Zayan grew up in Walthamstow, east London. A girl in the year above him at his secondary school was the first to find a place at an independent school through the charity Royal National Children’s Springboard Foundation. Zayan was one of five picked from the following year’s cohort to go to different schools. Zayan came to Freemen’s.

“Coming here I thought everyone would be upper class, but they weren’t snobbish or rude. Everyone was genuinely very nice to me. Everyone was my friend,” says Zayan.

He was surprised on his first visit by the wild deer running across the park and how peaceful Ashtead was compared to London.

“I remember the first thing that I noticed that was a bit odd was after the first form time, everyone was saying thank you to the teacher. I found it a bit weird, I thought they were being sarcastic, but it is quite nice,” he smiles. Zayan felt welcomed by the whole Freemen’scommunity when he arrived, which made it easy for him to settle in, with teachers offering help and extra resources if he needed them.

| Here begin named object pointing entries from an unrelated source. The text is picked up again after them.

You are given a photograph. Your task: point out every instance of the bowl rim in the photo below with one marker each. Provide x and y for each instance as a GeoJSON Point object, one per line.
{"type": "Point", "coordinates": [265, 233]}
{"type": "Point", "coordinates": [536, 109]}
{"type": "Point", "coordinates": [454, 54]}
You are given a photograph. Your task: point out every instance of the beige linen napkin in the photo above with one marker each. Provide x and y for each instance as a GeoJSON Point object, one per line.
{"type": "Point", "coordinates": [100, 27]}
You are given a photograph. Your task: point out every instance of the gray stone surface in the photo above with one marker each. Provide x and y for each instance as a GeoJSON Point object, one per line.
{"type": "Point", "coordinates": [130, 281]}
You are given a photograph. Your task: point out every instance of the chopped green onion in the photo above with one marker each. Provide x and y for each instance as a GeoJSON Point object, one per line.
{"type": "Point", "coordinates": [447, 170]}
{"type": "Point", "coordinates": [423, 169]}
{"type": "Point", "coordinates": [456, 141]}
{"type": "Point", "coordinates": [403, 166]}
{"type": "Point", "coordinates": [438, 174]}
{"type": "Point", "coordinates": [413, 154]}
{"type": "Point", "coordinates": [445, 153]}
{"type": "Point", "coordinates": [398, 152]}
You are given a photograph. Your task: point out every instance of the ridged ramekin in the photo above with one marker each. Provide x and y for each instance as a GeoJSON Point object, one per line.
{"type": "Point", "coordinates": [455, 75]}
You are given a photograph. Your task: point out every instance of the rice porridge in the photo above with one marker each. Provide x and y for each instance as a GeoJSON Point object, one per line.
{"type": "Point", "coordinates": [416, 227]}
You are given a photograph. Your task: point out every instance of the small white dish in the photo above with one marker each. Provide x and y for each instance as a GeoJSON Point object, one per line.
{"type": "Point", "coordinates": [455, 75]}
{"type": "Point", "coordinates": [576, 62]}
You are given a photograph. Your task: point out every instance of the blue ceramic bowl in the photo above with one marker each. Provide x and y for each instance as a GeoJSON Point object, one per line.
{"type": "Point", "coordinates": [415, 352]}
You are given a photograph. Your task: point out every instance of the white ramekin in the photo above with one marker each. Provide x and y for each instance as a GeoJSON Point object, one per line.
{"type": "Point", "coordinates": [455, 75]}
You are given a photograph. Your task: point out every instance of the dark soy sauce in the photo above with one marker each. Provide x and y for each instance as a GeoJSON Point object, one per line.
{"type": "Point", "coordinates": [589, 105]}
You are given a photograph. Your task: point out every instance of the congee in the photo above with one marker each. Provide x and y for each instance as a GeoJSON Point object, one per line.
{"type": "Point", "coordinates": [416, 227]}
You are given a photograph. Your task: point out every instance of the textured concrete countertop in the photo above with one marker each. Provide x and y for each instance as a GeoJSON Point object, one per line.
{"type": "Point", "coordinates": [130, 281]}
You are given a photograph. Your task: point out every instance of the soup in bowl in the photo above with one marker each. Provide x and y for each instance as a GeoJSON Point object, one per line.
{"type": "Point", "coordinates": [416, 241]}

One of the biggest changes for him came on the sports field. “I never played rugby before I came here and they taught me how to play. All the boys were giving me tips on how to play and I’m still friends with all of them now. Some boys from Freemen’s are in London and I meet up with them every two to three weeks. I think [they are] friends I will keep for life.”

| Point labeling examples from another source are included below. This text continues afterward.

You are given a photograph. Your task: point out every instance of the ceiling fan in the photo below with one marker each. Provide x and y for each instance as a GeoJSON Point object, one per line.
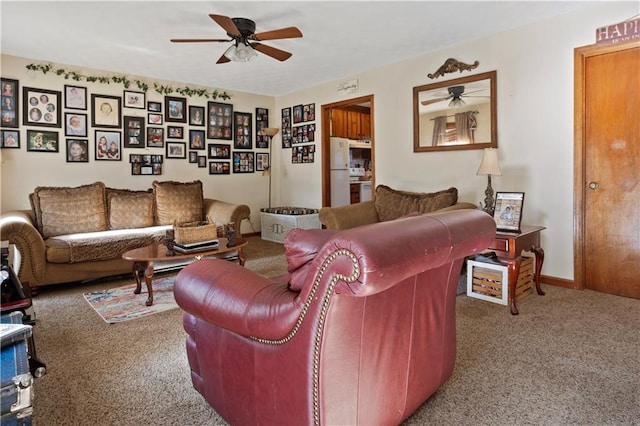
{"type": "Point", "coordinates": [242, 33]}
{"type": "Point", "coordinates": [456, 93]}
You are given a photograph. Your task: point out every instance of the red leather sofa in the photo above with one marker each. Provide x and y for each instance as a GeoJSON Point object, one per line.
{"type": "Point", "coordinates": [361, 331]}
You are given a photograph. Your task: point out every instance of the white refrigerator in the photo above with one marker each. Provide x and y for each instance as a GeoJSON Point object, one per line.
{"type": "Point", "coordinates": [340, 195]}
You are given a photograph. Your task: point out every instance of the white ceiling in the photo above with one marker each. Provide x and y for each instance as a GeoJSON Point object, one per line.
{"type": "Point", "coordinates": [341, 39]}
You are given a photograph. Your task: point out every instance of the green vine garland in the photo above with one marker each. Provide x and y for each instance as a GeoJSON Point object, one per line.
{"type": "Point", "coordinates": [162, 89]}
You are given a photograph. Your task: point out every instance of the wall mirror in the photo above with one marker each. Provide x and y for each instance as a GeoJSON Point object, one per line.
{"type": "Point", "coordinates": [456, 114]}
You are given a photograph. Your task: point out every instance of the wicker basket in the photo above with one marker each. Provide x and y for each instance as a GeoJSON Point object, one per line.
{"type": "Point", "coordinates": [194, 232]}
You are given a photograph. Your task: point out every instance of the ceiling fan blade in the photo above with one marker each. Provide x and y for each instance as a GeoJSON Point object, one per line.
{"type": "Point", "coordinates": [289, 32]}
{"type": "Point", "coordinates": [198, 40]}
{"type": "Point", "coordinates": [433, 101]}
{"type": "Point", "coordinates": [223, 60]}
{"type": "Point", "coordinates": [278, 54]}
{"type": "Point", "coordinates": [227, 24]}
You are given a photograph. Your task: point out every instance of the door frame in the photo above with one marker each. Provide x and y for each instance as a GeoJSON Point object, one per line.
{"type": "Point", "coordinates": [326, 145]}
{"type": "Point", "coordinates": [580, 180]}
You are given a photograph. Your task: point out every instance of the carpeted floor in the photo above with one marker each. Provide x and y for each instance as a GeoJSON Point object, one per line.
{"type": "Point", "coordinates": [569, 358]}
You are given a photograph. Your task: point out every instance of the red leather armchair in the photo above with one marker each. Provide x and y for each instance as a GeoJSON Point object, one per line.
{"type": "Point", "coordinates": [362, 330]}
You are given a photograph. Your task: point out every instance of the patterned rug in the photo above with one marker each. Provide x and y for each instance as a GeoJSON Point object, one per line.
{"type": "Point", "coordinates": [120, 304]}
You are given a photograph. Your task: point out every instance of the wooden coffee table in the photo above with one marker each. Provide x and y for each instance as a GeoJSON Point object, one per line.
{"type": "Point", "coordinates": [143, 260]}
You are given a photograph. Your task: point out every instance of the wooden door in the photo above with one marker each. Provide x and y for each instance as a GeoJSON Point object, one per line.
{"type": "Point", "coordinates": [607, 180]}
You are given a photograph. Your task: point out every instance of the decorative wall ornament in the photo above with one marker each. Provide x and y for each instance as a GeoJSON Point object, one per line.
{"type": "Point", "coordinates": [453, 65]}
{"type": "Point", "coordinates": [126, 82]}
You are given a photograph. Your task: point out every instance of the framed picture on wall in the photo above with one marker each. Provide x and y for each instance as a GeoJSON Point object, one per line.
{"type": "Point", "coordinates": [175, 109]}
{"type": "Point", "coordinates": [108, 145]}
{"type": "Point", "coordinates": [42, 141]}
{"type": "Point", "coordinates": [9, 107]}
{"type": "Point", "coordinates": [41, 107]}
{"type": "Point", "coordinates": [75, 97]}
{"type": "Point", "coordinates": [242, 130]}
{"type": "Point", "coordinates": [508, 211]}
{"type": "Point", "coordinates": [106, 111]}
{"type": "Point", "coordinates": [10, 139]}
{"type": "Point", "coordinates": [77, 151]}
{"type": "Point", "coordinates": [75, 124]}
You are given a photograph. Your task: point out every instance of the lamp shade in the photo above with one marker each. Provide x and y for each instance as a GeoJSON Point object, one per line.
{"type": "Point", "coordinates": [490, 164]}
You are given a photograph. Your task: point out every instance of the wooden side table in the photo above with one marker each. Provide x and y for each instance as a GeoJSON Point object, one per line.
{"type": "Point", "coordinates": [508, 246]}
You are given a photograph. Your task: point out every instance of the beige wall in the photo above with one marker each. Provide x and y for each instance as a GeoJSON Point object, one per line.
{"type": "Point", "coordinates": [534, 68]}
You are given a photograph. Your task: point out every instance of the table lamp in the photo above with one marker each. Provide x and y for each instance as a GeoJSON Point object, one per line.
{"type": "Point", "coordinates": [270, 132]}
{"type": "Point", "coordinates": [489, 166]}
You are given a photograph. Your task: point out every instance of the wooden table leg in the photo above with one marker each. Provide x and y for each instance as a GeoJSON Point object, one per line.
{"type": "Point", "coordinates": [514, 271]}
{"type": "Point", "coordinates": [539, 259]}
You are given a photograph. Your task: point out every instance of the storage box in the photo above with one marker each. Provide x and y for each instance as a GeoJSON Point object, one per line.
{"type": "Point", "coordinates": [490, 281]}
{"type": "Point", "coordinates": [276, 226]}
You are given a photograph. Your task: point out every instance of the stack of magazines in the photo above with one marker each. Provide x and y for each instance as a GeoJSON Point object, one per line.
{"type": "Point", "coordinates": [196, 247]}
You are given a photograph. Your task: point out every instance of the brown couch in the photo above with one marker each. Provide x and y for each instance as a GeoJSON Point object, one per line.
{"type": "Point", "coordinates": [362, 330]}
{"type": "Point", "coordinates": [390, 204]}
{"type": "Point", "coordinates": [80, 233]}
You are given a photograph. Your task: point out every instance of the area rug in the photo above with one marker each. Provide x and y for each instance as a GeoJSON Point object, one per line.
{"type": "Point", "coordinates": [121, 304]}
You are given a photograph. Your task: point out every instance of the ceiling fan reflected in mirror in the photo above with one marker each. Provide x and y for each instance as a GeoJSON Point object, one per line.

He was also able to build on his previous passions, while he was at the school. “I started [boxing] in nursery or reception, but I never took it seriously, it was more of a fun thing. When I came to Freemen’s, I started taking it seriously and got my licence. I trained in the gym at Freemen’s for my first bout. They are good facilities; a heavy punchbag which is what you need and enough space to skip and shadow box, weights as well for strength conditioning.”

He won his most recent bout and many of his Freemen’s friends were there to see his triumph. Zayan feels Freemen’s was good preparation for university.   “I was going to do economics and as I was going over the syllabus again, I thought is this something that I will really enjoy? I looked at other courses and looked at maths and thought I will probably enjoy this a bit more. My maths teachers made it sound like a fun thing to do and they really enjoyed the subject themselves.”  

He is studying maths at Queen Mary University and hopes to go into something data science related or to pursue a masters in the same field. He is still friends with many of the other students who came to Freemen’s on bursaries and they meet up regularly.

He offers the following advice to anyone joining Freemen’s in the future: “I’d definitely say it is what you make it. If you mope about, sit in your room and don’t get involved in anything, you’re going to hate it. Get involved, join clubs and get involved with people in the year group. Remember keep an open mind. It will be very different to how your secondary was but put yourself out there and you will have a lot of fun."